Biteye/XHunt founder Teddy, when discussing AI digital employees, pointed out that you can connect AI to internal systems via APIs or automation interfaces so it can take on specific execution tasks such as code generation, implementing requirements, and processing content, while humans focus on product design and requirement definition—thereby preserving key decision-making power. This collaboration model is more stable and extensible: it not only improves overall development efficiency, but also significantly reduces error rates, making AI more like a schedulable and manageable outsourcing team rather than a single tool. She also emphasized that any work that is highly process-based and repetitive is potentially something AI can modify or replace. Even if the initial results are unstable, in the long run it will keep optimizing and gradually enhance productivity. In complex task and management decision domains, AI has already started to show notable assisting capabilities and is penetrating into higher-level business scenarios.

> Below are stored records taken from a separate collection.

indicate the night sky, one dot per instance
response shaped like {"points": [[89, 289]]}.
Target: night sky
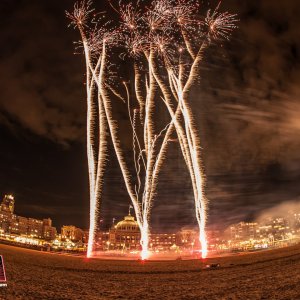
{"points": [[247, 110]]}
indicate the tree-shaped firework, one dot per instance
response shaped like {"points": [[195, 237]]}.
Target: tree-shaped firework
{"points": [[164, 42]]}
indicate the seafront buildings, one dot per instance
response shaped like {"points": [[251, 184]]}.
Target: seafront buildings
{"points": [[125, 235], [12, 224]]}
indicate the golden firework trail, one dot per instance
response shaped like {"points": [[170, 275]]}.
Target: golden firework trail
{"points": [[165, 42]]}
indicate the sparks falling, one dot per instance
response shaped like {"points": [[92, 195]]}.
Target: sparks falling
{"points": [[165, 43]]}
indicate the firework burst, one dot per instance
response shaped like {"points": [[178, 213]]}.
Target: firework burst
{"points": [[165, 42]]}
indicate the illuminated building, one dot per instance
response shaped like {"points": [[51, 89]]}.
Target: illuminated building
{"points": [[49, 232], [125, 234], [8, 204], [162, 241], [243, 231], [72, 233], [18, 225], [187, 238]]}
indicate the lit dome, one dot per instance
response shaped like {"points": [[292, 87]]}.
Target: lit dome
{"points": [[128, 224]]}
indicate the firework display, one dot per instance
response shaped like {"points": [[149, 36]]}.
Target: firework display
{"points": [[164, 42]]}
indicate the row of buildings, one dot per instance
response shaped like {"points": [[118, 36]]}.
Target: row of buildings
{"points": [[10, 223], [125, 235]]}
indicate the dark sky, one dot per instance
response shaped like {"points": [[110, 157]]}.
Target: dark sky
{"points": [[247, 108]]}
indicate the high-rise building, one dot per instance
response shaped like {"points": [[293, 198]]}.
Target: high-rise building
{"points": [[18, 225], [8, 204], [72, 233], [243, 231]]}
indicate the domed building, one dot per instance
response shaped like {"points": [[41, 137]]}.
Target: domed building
{"points": [[125, 235]]}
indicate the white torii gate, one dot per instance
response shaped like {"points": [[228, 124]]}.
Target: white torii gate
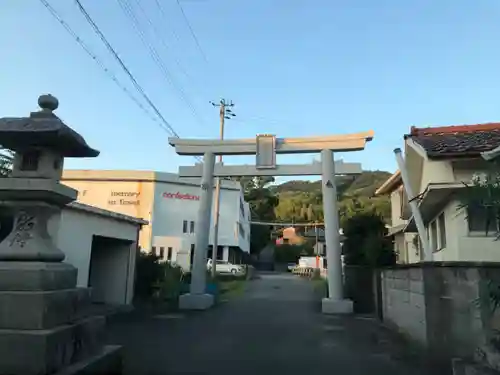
{"points": [[265, 147]]}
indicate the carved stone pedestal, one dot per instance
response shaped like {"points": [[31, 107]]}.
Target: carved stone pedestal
{"points": [[45, 326]]}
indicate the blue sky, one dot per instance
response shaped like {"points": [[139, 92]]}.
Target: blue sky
{"points": [[293, 68]]}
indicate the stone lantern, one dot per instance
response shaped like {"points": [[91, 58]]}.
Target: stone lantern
{"points": [[45, 327]]}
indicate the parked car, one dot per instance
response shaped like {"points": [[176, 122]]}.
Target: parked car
{"points": [[225, 267]]}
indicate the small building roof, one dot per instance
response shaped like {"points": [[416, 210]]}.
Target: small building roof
{"points": [[106, 213], [456, 141], [391, 184], [143, 176]]}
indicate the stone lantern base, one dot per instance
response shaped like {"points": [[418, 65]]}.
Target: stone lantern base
{"points": [[46, 326]]}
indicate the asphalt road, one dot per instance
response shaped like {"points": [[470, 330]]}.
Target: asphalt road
{"points": [[274, 328]]}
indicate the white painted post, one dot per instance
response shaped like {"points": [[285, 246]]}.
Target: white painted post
{"points": [[417, 216], [198, 276], [334, 303]]}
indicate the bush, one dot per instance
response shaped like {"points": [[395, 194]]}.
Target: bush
{"points": [[169, 285], [148, 273], [366, 243], [291, 253]]}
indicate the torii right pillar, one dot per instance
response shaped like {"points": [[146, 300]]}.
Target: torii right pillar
{"points": [[334, 303]]}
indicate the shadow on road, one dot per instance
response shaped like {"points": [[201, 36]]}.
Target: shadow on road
{"points": [[274, 327]]}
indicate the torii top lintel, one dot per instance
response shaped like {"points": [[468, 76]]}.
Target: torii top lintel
{"points": [[306, 145]]}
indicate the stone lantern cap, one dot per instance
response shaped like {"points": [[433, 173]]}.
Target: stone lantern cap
{"points": [[43, 129]]}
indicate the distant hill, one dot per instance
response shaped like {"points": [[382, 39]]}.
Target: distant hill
{"points": [[301, 201], [363, 185]]}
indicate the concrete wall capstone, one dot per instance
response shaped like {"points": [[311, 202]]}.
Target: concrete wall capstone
{"points": [[437, 304]]}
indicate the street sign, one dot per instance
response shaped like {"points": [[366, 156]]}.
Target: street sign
{"points": [[266, 151]]}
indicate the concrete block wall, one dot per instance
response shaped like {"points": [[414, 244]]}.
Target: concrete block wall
{"points": [[437, 304], [404, 301]]}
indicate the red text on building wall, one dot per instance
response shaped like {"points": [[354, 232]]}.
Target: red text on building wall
{"points": [[183, 196]]}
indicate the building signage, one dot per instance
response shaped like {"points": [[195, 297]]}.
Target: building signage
{"points": [[182, 196], [124, 198]]}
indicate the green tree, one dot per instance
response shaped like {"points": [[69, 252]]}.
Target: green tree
{"points": [[6, 158], [262, 201], [483, 195], [366, 243]]}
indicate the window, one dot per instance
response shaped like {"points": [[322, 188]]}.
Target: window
{"points": [[242, 207], [241, 230], [433, 233], [442, 231], [191, 258], [477, 219]]}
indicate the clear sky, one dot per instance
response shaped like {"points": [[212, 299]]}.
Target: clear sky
{"points": [[292, 67]]}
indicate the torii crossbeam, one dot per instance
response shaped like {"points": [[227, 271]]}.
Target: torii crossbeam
{"points": [[265, 147]]}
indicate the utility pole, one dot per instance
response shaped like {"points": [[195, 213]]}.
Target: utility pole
{"points": [[225, 113]]}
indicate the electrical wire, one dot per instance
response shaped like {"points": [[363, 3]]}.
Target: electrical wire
{"points": [[110, 48], [193, 34], [160, 119], [96, 59], [153, 52]]}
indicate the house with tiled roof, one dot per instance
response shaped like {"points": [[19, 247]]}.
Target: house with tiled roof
{"points": [[439, 160], [405, 245]]}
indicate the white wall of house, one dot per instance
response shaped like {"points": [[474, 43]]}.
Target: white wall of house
{"points": [[455, 242], [73, 232]]}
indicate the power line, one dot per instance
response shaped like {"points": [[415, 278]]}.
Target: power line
{"points": [[153, 52], [160, 120], [94, 57], [193, 34], [159, 34], [110, 48]]}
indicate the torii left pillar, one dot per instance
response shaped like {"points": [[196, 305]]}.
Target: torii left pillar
{"points": [[334, 303], [197, 298]]}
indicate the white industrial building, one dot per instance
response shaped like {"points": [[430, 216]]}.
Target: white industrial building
{"points": [[170, 205]]}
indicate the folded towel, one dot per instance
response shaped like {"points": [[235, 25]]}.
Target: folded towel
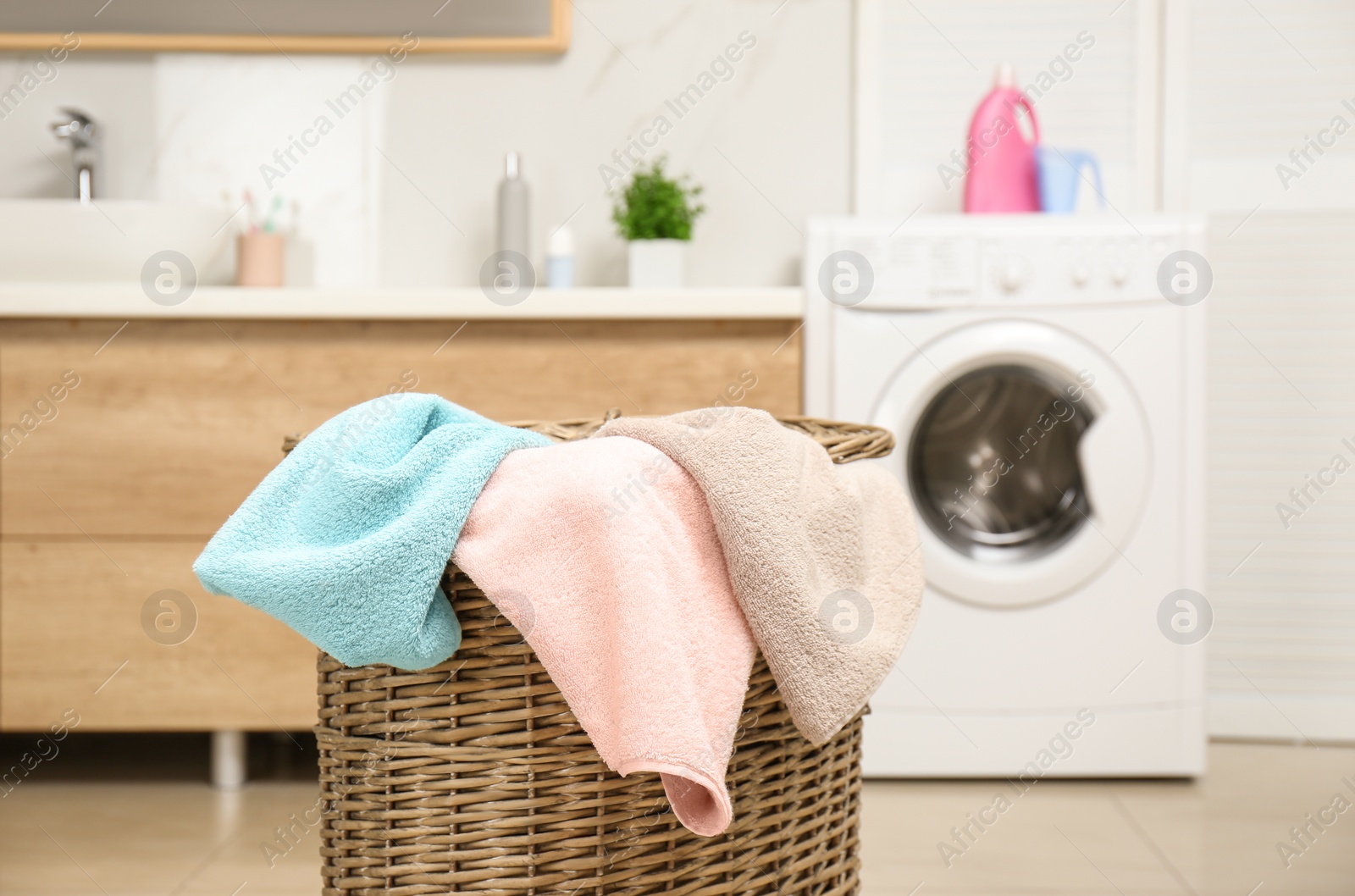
{"points": [[347, 539], [824, 559], [603, 553]]}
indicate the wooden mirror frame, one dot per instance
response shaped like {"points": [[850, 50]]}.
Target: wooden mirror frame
{"points": [[556, 41]]}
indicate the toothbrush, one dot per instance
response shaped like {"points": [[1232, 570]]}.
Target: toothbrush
{"points": [[254, 212]]}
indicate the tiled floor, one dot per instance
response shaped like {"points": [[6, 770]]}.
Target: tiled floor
{"points": [[1212, 838]]}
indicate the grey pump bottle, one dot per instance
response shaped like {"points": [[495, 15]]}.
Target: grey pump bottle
{"points": [[514, 209]]}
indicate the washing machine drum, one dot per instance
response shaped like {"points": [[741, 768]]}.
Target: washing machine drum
{"points": [[993, 464], [1027, 457]]}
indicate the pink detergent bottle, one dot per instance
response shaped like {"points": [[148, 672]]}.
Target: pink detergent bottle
{"points": [[1002, 163]]}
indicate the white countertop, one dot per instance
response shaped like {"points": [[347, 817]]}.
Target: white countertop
{"points": [[217, 302]]}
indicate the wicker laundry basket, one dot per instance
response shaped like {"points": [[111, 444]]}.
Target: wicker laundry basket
{"points": [[473, 777]]}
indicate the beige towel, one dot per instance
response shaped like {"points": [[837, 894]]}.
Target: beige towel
{"points": [[824, 559]]}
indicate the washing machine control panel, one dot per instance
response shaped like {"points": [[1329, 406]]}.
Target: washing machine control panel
{"points": [[959, 261]]}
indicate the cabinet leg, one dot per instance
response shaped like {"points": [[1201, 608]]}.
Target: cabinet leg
{"points": [[228, 760]]}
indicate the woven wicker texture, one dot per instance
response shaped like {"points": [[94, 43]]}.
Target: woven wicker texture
{"points": [[474, 777]]}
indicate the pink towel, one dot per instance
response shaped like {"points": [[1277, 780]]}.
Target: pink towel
{"points": [[605, 555]]}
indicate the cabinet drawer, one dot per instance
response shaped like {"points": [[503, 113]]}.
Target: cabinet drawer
{"points": [[72, 634], [173, 423]]}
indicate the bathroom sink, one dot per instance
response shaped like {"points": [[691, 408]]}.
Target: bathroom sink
{"points": [[61, 241]]}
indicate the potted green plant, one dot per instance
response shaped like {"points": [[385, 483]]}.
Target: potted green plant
{"points": [[655, 214]]}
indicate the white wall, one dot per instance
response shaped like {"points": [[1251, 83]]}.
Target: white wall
{"points": [[772, 146]]}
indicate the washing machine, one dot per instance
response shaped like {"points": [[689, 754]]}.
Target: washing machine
{"points": [[1045, 379]]}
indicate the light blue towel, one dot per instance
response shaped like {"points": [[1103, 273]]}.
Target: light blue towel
{"points": [[347, 539]]}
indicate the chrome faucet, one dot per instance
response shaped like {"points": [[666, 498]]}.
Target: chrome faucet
{"points": [[79, 129]]}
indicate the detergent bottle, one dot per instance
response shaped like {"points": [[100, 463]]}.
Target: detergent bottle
{"points": [[1002, 163]]}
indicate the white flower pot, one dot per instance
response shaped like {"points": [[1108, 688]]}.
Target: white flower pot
{"points": [[657, 263]]}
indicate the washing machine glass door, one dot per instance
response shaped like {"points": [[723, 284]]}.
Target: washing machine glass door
{"points": [[993, 464], [1027, 457]]}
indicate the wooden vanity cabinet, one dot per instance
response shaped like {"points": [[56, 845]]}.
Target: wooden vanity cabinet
{"points": [[126, 446]]}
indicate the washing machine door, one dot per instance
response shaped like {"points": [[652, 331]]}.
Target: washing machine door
{"points": [[1026, 453]]}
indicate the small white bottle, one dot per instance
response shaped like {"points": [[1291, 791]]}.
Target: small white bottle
{"points": [[560, 259], [514, 210]]}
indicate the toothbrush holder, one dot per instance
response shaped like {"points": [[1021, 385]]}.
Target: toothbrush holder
{"points": [[261, 259]]}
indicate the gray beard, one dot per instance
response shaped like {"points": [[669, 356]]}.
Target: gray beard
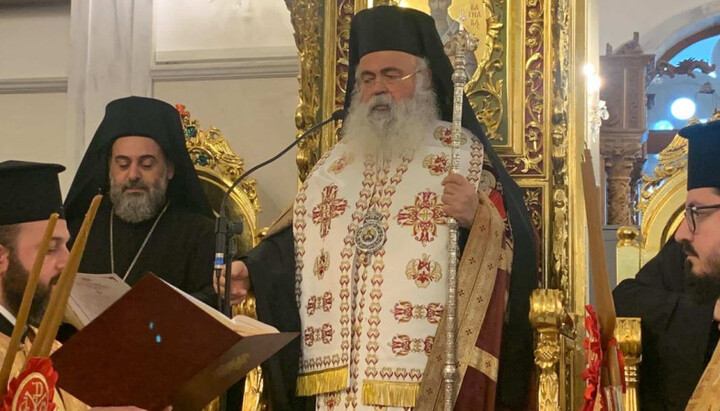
{"points": [[395, 131], [137, 207]]}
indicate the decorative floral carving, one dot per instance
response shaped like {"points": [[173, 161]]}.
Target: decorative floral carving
{"points": [[424, 216], [423, 271]]}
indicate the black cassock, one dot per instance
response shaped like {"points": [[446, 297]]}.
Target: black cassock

Senior AI application development engineer Douge added that people generally agree on the trend toward AI outsourcing, automation, and tooling-based collaboration. From an enterprise perspective, however, it’s more important to focus on security, permission management, employee collaboration mechanisms, and asset accumulation. Currently, there are multiple AI development frameworks and tool ecosystems in the market, each emphasizing different directions such as lightweight design, low-code, high integration, and security controls. When enterprises choose among them, they need to balance flexibility and controllability and design architectures in combination with real business scenarios. But truly understanding and deploying these AI systems can’t stay at the theoretical level—you also need to invest actual costs in implementation and usage. He emphasized that AI is accelerating the remolding of workflows and organizational structures. Whether for individuals or enterprises, everyone must quickly adapt to this change by continuously learning and applying AI in a tooling-based way to improve efficiency; otherwise, it’s easy to be left behind by the pace of technological iteration.